NEW YORK (CNNMoney) -- Homebuyers scooped up more previously owned homes in October, slowly putting a dent in the huge inventory on the market, an industry report showed Monday.
Sales of existing homes rose 1.4% last month to an annual rate of 4.97 million homes, up from a downwardly revised 4.90 million homes in September, the National Association of Realtors reported Monday.
That was higher than expected. Economists polled by Briefing.com had expected an annual rate of 4.85 million homes in October.
Compared to a year ago, the rate of existing home sales has jumped 13.5%, from 4.38 million units.
Continued gains in home sales have lightened up the inventory of homes on the market, the report showed. Total housing inventory at the end of October slipped 2.2% to 3.33 million existing homes for sale, representing an 8-month supply at the current sales pace. That's down from an 8.3-month supply in September, and continues an ongoing downward trend since hitting a record high of 4.58 million in July 2008.

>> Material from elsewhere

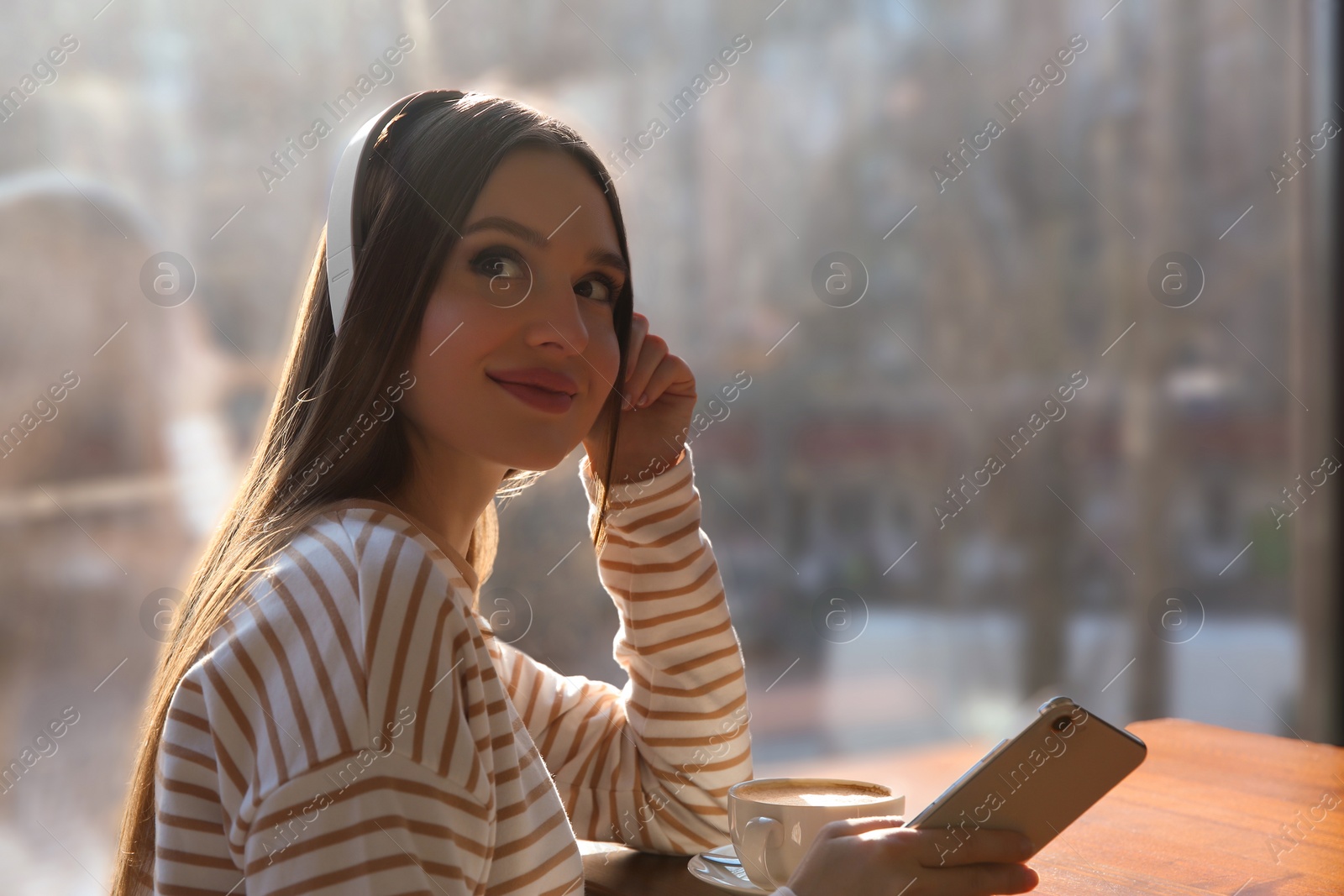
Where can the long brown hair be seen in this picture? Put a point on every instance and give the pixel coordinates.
(425, 174)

Foreclosures and short sales dropped to 28% of sales in October, down from 30% in September.
Even as the stockpile of homes on the market eases, housing prices are continuing to dip. The median price for an existing home was $162,500 in October, 4.7% lower than a year ago.
That means it's still a great buying opportunity for house hunters. But one of the problems preventing the housing market from making a full recovery is that many of the homebuyers attempting to buy houses are seeing their mortgage applications rejected, said NAR chief economist Lawrence Yun.
Contract failures, which include declined mortgage applications or failures in loan underwriting because of problems including appraised values coming in below the negotiated price, jumped to 33% in October, up from 18% in September.
"Home sales have been stuck in a narrow range despite several improving factors that generally lead to higher home sales, such as job creation, rising rents and high affordability conditions," said Yun.